Houdini 21.0 Executing tasks with PDG/TOPs

Scheduler Node Callbacks

Scheduler nodes execute work items

On this page

Overview
Example Implementations
Scheduler Callbacks

Overview ¶

Schedulers are one of the main types of node in a PDG graph. The purpose of a scheduler node is to execute ready work items that are submitted to the scheduler node by PDG.

In addition the scheduler must report status changes and ensure that the jobs are able to communicate back to PDG when necessary. By default the jobs will use the supporting python module pdgjson to do this communication via XMLRPC, and the scheduler is responsible for ensuring that the XMLRPC server is running. Note that this mechanism could be replaced by a custom scheduler if required.

Example Implementations ¶

All of the current PDG schedulers are implemented in Python using the interface described on this page. They can be used as reference and are found in the $HH/pdg/types/schedulers directory in a Houdini installation. A minimal example of a scheduler that creates a message queue (MQ) and uses it for job communication is also included on the PDG Examples page.

Scheduler Callbacks ¶

Each scheduler node has several callbacks that can be implemented to control how it operates. When writing a scheduler node the only callback you're required to implement is onSchedule, since that hook is responsible for actually executing the ready work items. If the work items are marked as begin in process, they will not reach the scheduler and will instead be handled by PDG’s internal scheduler. The other callbacks are optional and are only needed to further customize the behavior of the node.

Warning

The only callback that can safely write work item attributes is onSchedule. If you want to add attributes to a work item in the onTick callback, you need to use the pdg.WorkItem.lockAttributes in order to safely modify the work item.

Additionally, your scheduler node should only keep references to work items that are actively running. Once your scheduler notifies PDG that a work item has succeeded or failed, it should no longer hold a reference to that work item.

The full scheduler node API is described in pdg.Scheduler.

applicationBin(self, name, work_item) → str

This callback is used when a node is creating a command that uses an application that can be parameterized by the scheduler. For example there may be UI to control which 'python' application should be used for python-based jobs.

Custom scheduler bindings can use their own application 'names' to work with custom nodes.

At minimum 'hython' and 'python' should be supported.

onSchedule(self, work_item) → pdg.scheduleResult

This callback is evaluated when the given pdg.WorkItem is ready to be executed. The scheduler should create the necessary job spec for their farm scheduler and submit it if possible. If it doesn’t have enough resources to execute the work item, it should return Deferred or FullDeferred, which tells PDG that the scheduler can’t accommodate the work item, and it should check back later.

Otherwise it should return Succeeded to indicate that the work item has been accepted.

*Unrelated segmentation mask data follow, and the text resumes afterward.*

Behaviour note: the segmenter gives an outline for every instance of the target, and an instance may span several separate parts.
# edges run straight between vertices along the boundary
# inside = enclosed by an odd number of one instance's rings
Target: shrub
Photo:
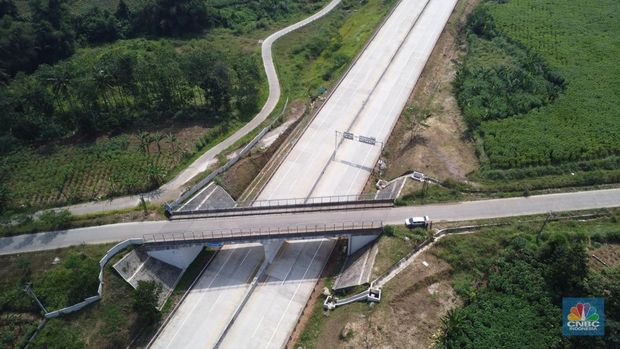
[[[140,321],[153,324],[159,320],[161,314],[157,310],[161,285],[155,281],[138,281],[138,287],[132,294],[133,309]]]

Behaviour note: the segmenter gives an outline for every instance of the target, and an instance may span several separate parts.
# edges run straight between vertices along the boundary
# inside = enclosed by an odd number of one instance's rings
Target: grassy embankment
[[[454,90],[481,167],[469,175],[474,184],[447,181],[425,197],[412,188],[403,201],[617,184],[616,4],[484,1],[472,17]]]
[[[272,118],[288,105],[305,104],[314,112],[318,97],[329,91],[366,44],[394,1],[343,1],[330,14],[292,32],[274,44],[273,56],[282,86],[282,98]],[[271,118],[267,122],[271,122]],[[243,141],[249,141],[256,132]],[[253,154],[221,176],[219,182],[235,198],[260,172],[279,144]]]

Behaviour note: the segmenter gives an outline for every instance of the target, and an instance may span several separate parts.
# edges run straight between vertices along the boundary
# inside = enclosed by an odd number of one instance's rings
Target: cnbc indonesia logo
[[[602,298],[564,298],[565,336],[602,336],[605,319]]]

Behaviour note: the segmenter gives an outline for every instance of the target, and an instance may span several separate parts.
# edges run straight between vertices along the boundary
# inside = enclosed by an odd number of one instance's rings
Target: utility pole
[[[545,221],[543,222],[542,226],[540,227],[540,230],[538,231],[538,234],[536,234],[536,243],[537,244],[540,243],[540,237],[542,235],[543,230],[545,229],[545,225],[547,225],[547,223],[549,223],[551,218],[553,218],[553,212],[549,211],[549,213],[547,214],[547,218],[545,218]]]

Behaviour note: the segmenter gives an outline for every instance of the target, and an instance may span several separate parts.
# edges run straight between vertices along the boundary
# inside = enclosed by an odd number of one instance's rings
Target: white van
[[[424,217],[411,217],[411,218],[407,218],[405,219],[405,226],[407,226],[407,228],[413,229],[413,228],[429,228],[431,224],[431,220],[430,218],[428,218],[428,216],[424,216]]]

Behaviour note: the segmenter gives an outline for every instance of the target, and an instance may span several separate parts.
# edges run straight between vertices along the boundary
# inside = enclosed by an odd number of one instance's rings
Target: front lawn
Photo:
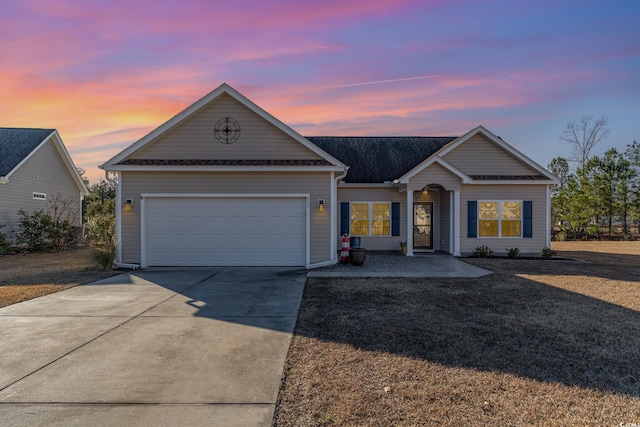
[[[469,260],[495,272],[477,279],[309,279],[274,425],[640,423],[640,242],[621,243]]]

The other return values are used when a work item for some reason is handled immediately. This is not generally recommended because it will force work items to execute in series.

For example, Local Scheduler will return FullDeferred if it determines that all available 'slots' on the local machine are in use. On the other hand it will return Deferred if there are slots available but not enough for this particular work item. If there are enough slots, it will deduct the slots required, spawn a subprocess for the work item, and then add the work item to a private queue of running items to be tracked.

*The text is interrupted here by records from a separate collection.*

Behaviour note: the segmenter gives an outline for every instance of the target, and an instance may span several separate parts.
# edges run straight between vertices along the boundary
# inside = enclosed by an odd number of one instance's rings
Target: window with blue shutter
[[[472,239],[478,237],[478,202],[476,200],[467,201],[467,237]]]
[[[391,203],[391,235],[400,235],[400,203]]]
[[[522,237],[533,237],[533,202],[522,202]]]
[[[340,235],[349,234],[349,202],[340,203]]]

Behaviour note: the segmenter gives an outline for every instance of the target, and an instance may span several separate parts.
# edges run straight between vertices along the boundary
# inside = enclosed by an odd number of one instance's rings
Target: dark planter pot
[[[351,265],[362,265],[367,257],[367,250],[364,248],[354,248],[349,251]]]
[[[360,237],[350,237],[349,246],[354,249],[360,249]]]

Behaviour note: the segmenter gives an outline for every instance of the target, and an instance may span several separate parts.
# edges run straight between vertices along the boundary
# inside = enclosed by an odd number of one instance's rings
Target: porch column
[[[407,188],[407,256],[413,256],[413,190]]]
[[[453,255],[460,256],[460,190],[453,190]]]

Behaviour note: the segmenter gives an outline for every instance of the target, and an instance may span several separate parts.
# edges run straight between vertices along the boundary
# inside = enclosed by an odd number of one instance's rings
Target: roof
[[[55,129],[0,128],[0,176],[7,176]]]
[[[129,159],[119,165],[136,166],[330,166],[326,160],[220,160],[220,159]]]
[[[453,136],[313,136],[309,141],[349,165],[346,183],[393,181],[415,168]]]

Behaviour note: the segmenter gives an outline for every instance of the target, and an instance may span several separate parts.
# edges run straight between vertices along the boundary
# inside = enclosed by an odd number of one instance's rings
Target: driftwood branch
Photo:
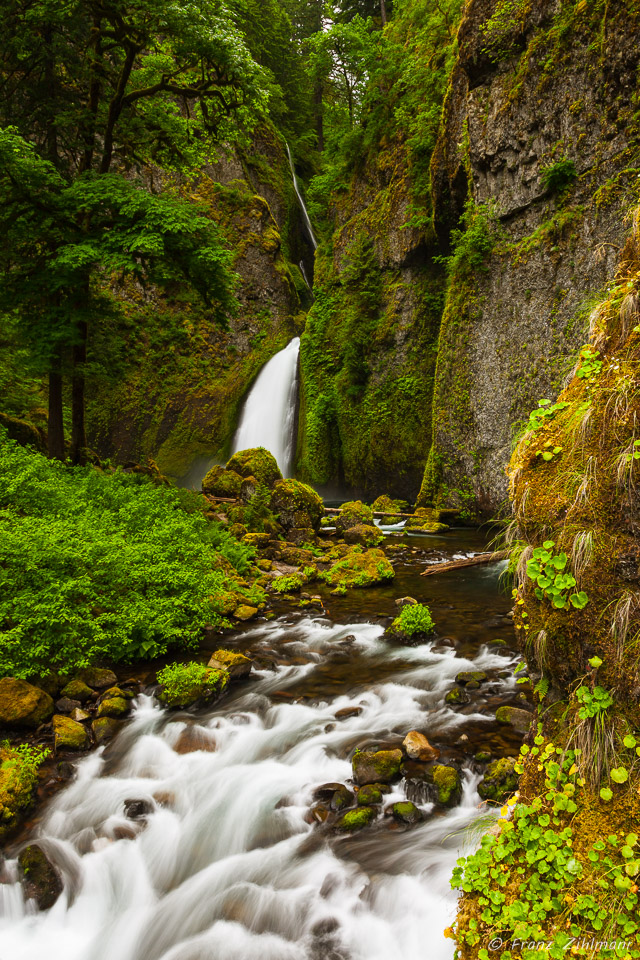
[[[444,563],[434,563],[420,574],[421,577],[431,577],[434,573],[446,573],[448,570],[459,570],[461,567],[477,567],[481,563],[497,563],[509,556],[508,550],[498,553],[479,553],[475,557],[465,557],[464,560],[446,560]]]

Note that the frequency that this callback is called is controlled by the pdg node parameter pdg_maxitems and pdg_tickperiod (See onTick below).

onTick(self) → pdg.tickResult

This callback is called periodically when the graph is cooking. The callback is generally used to check the state of running work items. This is also the only safe place to cancel an ongoing cook.

The period of this callback is controlled with the PDG node parameter pdg_tickperiod, and the maximum number of ready item onSchedule callbacks between ticks is controlled by the node parameter pdg_maxitems. For example by default the tick period is 0.5s and the max items per tick is 30. This means that onSchedule will be called a maximum of 60 times per second. Adjusting these values can be useful to control the load on the farm scheduler.

The callback should return SchedulerReady if the scheduler is ready to accept new work items, and should return SchedulerBusy if it’s full at the moment. In case there is a serious problem with the scheduler (for example the connection to the farm is lost), it should return SchedulerCancelCook.

onAcceptWorkItem(self, work_item) → pdg.acceptResult

By default custom schedulers will only accept out-of-process work items. In-process work items, like the ones in an Invoke TOP or a Python Script TOP, will be handled internally by PDG itself. The optional onAcceptWorkItem callback can be used to override that behavior.

The callback is called to determine if the scheduler is able to process a given work item. If it returns pdg.acceptResult.Accept then the work item will be queued with the scheduler, and passed to an onSchedule call at a later point in time. pdg.acceptResult.Reject indicates that the scheduler cannot process the specified work item, and pdg.acceptResult.Default indicates that the default behavior should be used instead.

Note

You should not try to actually cook or schedule the work item in this callback. It should only be used to determine if the work item is compatible with the custom scheduler.

onConfigureCook(self, cook_options)

This callback is called before the graph begins to cook, after the list of schedulers for the cook is chosen. It can be used to change cook options before the cook begins.

cook_options is a writeable reference to the pdg.CookOptions used by the current cook.

Note

Not all cook options can be changed by this callback. For example, changing the pdg.CookOptions.nodeNames option will have no effect because the PDG graph will have already processed it and determines the list of nodes/schedulers to cook prior to calling this function.

onSetupCook(self)

This callback is called after onStartCook, but before any work items are scheduled.

Unlike onStartCook, which blocks the UI thread, this callback is run in the background. This makes it a better choice for setup tasks that can take a while to complete, like starting and connecting to the MQ server or copying files to remotely mounted filesystems.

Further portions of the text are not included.